В пасмурный мартовский полдень к кирпичному одноэтажному дому, расположенному на западной окраине города Джанкой, подъехала доверху загруженная ящиками, различными упаковками бричка. Сидевшие на ней поверх поклаж трое солдат в форме вермахта соскочили на землю и начали было разгружать упаковки, но вышедший из дома офицер в чине капитана, с оплывшим лицом приостановил разгрузку, приказал ожидать и вернулся в дом, в комнату, сплошь загроможденную такими же ящиками, обитыми ленточным железом, и такими же упаковками, что и на бричке. За небольшим обеденным столом, уткнувшись лицом в раскрытую тетрадь, сидел, читая написанное, плотный, с небритым лицом капитан, одетый в потертое обмундирование, на правом рукаве алело пятно крови.
— Иохим, неужели так интересно? — спросил офицер с оплывшим, дряблым лицом, едва присев на один из ящиков, видно подготовленных для отправки. — Отложи. Ну что там, на Ай-Петри, досказывай…
— Теодор, мы туда не могли пробиться. Там пропасть партизан. Потеряли двадцать человек убитыми. Я сам еле ноги унес… Кажется, нам в Крыму делать нечего, песня наша спета. Успеть бы выбраться.
— Как она к тебе попала? — спросил Теодор о тетради. — Нейман, ты слышишь?.. Дай-ка, я пробегу…
Нейман, покусывая нижнюю губу, передал тетрадь, обложка которой была обернута целлофаном, и вышел в другую, смежную комнату, откуда тянуло запахом медикаментов и шел душок готовящегося на плите мясного супа.
Теодор прочитал на титульном листе тетради: «Приговор им», присвистнул ртом-дырочкой.
— Фью! Это кому «им»? Советикам? Это, наверное, интересно… — И взялся читать безотрывно.
«Июнь 1942 года
Собираемся на Северный Кавказ. Профессор Дюрр, с виду — скелет, гнусавит нам, бывшим «нахтигальцам», а теперь «бергманцам», то есть «кавказцам», теорию национал-социализма: «Каша для всех; Крупп народный капиталист; русские недочеловеки». Вкусные слова!
Перед отправкой — митинг. На трибуне высокие гости батальона: адмирал Канарис, генерал фон Мюнстер, сам профессор Теодор…
— Вы едете утверждать новый порядок на Кавказе! — вот о чем говорят высокие гости.
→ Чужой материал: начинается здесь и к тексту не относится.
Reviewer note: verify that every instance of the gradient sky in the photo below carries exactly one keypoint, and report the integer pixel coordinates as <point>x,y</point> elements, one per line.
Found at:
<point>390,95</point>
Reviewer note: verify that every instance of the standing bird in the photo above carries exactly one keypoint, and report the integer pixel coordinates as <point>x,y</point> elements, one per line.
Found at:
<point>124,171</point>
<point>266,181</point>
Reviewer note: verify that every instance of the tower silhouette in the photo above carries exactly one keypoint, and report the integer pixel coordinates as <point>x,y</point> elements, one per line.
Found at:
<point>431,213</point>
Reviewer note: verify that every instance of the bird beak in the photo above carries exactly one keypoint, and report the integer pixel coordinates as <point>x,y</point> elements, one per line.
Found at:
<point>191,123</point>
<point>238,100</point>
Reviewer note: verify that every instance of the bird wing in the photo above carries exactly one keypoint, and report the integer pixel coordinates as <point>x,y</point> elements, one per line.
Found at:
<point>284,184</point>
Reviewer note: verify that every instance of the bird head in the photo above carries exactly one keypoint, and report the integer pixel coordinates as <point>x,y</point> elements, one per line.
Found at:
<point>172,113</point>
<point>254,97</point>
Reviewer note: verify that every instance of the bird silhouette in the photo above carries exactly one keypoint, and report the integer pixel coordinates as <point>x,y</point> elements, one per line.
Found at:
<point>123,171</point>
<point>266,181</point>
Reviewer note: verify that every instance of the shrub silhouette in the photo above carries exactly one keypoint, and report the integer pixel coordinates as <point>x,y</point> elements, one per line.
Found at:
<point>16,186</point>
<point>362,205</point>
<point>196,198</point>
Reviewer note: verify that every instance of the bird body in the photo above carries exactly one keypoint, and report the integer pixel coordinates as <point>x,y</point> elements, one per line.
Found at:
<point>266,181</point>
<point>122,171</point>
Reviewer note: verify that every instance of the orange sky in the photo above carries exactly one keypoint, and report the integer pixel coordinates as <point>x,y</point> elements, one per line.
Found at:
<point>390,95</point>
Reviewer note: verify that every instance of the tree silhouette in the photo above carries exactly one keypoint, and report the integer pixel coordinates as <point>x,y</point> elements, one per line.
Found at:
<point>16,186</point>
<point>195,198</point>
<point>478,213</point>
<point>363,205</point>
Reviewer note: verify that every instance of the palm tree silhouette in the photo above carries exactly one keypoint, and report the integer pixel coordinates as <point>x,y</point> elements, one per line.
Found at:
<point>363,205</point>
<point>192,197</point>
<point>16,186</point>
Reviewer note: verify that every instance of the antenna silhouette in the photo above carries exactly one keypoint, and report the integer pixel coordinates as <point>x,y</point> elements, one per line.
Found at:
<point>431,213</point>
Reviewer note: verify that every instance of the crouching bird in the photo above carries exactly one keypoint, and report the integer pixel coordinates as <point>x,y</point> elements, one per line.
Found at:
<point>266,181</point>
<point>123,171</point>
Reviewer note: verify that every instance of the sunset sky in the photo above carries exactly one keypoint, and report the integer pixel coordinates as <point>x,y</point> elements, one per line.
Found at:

Та же работа, что и во Львове, на Вулецкой горе. Ничего, приемлемо. Мы ни за что не отвечаем. Недурно! Подходит: вешай, убивай, разрушай и жги! Знакомое дело! И по-прежнему мы должны быть «слепыми, глухими и немыми», как утверждает наш капитан Теодор. Я у него под боком, один из самых близких, доверенных, вроде лейтенанта Цаага, телохранителя Теодора.
Едем поездом. Потом на своих грузовиках, вслед за танковой армией генерала фон Клейста…
Неожиданная остановка. В чем дело? Почему? Оказывается, русские на подступах к Моздоку остановили танки господина Клейста. И Теодор швырнул весь батальон под огонь противника. «Господа, это же не наша работа!» Цааг говорит: «Не ори! Это проверка благонадежности и верности каждого «бергманца». Под обстрелом русских легла чуть ли не половина батальона. Вот это Мо-о-здок!